Leah had left childbearing. Jacob habitually slept with Rachel, the wife of his love. Reuben, Leah’s son and Jacob’s firstborn,* found some mandrakes (Heb., DUDAIM)—a fruit that was reputed to be an aphrodisiac—and Rachel wanted some of them. She bargained with Leah to forfeit her nightly relations with Jacob in exchange for some of the mysterious fruit. That night Jacob lay with Leah and she conceived Issachar, saying “God has granted me my reward….” Soon thereafter, she conceived again and bore Zebulun, saying, “God has endowed me with a good endowment.” Again thereafter, she bore to Jacob his only daughter, “Dinah.” Her name is the feminine form of “Judge.”
What about these mysterious “dudaim?” The STONE Tanakh seems indeterminate about what they were. That commentary notes various possible meanings for the word: “jasmine, violets, mandrakes, and baskets of figs.” Again, some commentaries say they were an aphrodisiac. Did Rachel need them to initiate connubial intimacy with her husband? Or did she simply want them for their beauty, fragrance or taste?
The building of a house (a lineage of sons and daughters for continuance into the future through reproductive generations and for assistance in the daily life of a family surviving the harsh conditions of life in the wild world) was vital to wives. Therefore, whatever promoted childbearing was of utmost importance. Leah bargained with Rachel in order to obtain the right to have relations with Jacob. It worked. She bore her last three children—they became for her a reward, an endowment and a justification in the eyes of God.
In the letter of Messiah through John to the Ephesians in Revelation 2 (the church which Paul is said to have left to Timothy as Pastoral Overseer and where John is said to have concluded his life on earth)—that glorious congregation of Messiah to which the exalted letter of Paul to the Ephesians was written, Messiah exhorts the believers to return to their “first love.” Their spiritual devotion had waned; they were in danger of becoming barren altogether.

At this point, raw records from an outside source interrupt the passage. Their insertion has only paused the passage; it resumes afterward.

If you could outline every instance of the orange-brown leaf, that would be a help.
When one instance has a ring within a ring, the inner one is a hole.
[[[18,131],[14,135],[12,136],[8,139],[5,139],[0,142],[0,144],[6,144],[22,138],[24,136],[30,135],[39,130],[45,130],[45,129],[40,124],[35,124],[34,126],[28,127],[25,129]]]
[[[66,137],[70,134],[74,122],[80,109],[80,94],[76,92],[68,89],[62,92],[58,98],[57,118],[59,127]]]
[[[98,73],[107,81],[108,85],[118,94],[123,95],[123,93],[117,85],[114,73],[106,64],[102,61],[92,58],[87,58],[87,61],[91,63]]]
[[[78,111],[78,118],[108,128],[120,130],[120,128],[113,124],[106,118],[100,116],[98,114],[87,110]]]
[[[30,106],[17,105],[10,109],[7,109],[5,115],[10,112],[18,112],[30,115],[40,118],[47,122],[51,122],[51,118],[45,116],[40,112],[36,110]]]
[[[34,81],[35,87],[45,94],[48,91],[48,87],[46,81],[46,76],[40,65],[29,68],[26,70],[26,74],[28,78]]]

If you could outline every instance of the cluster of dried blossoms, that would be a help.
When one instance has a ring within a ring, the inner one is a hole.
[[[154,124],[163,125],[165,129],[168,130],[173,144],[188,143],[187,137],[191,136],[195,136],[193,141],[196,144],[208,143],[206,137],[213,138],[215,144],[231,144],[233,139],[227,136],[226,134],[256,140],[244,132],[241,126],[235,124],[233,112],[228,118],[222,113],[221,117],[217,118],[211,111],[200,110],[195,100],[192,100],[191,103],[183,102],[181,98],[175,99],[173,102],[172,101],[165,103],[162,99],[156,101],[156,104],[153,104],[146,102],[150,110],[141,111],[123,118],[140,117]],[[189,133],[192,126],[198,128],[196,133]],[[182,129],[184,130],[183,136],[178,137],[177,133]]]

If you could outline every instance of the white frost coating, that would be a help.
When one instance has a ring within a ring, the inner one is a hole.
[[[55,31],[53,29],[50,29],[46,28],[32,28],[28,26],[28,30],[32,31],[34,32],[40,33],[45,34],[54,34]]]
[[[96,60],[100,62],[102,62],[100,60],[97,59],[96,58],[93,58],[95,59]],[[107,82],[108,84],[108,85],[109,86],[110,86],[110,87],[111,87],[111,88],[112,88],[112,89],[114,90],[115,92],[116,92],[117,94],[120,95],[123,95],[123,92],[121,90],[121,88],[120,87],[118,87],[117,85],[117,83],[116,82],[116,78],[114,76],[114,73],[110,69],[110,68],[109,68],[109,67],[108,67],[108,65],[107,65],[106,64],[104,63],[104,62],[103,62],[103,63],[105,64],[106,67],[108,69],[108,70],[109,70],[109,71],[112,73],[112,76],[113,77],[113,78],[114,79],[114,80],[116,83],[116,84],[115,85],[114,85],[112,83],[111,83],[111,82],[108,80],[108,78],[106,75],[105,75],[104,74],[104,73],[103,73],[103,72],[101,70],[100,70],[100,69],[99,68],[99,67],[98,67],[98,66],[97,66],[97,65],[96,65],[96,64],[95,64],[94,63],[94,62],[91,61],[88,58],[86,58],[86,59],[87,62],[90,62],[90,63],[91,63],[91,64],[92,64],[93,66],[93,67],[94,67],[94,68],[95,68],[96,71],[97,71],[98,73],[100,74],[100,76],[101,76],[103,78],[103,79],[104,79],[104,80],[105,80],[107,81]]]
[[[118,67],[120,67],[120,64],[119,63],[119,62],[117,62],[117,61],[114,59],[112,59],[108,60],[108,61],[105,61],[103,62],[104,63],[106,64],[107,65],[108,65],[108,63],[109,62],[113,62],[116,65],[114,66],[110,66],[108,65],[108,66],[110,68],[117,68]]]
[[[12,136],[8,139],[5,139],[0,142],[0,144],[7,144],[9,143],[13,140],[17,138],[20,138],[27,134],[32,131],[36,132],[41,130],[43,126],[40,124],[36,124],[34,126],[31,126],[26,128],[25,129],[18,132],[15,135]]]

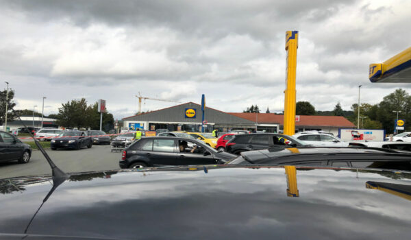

We must stir up love. As it says in the Song of Solomon, “I charge you, O daughters of Jerusalem, by the roes, and by the hinds of the field, that you stir not up, nor awake love, until he please.”
It is the dudaim that awakens the love of the Groom toward his Bride, that stirs up in him his desire for her marital communion. This is a mystery. This is the beauty of Esther that displaced the complacency and haughty formalism of Vashti.
May the Church renew her first love for the LORD—the love that draws him intimately toward her day by day. May our individual prayer lives maintain in us the fragrance of the dudaim, both now and always. And may we continue to be fruitful, even into advanced age throughout all the days of our journey on earth.
________
*[“Jacob’s firstborn”: the legal heir to the leadership of the family when Jacob died—though this privilege was later transferred to Rachel’s firstborn son Joseph through the youngest of her two grandsons by him, Ephraim. The transfer was due to Reuben’s sin against his father when Reuben lay with one of Jacob’s wives.]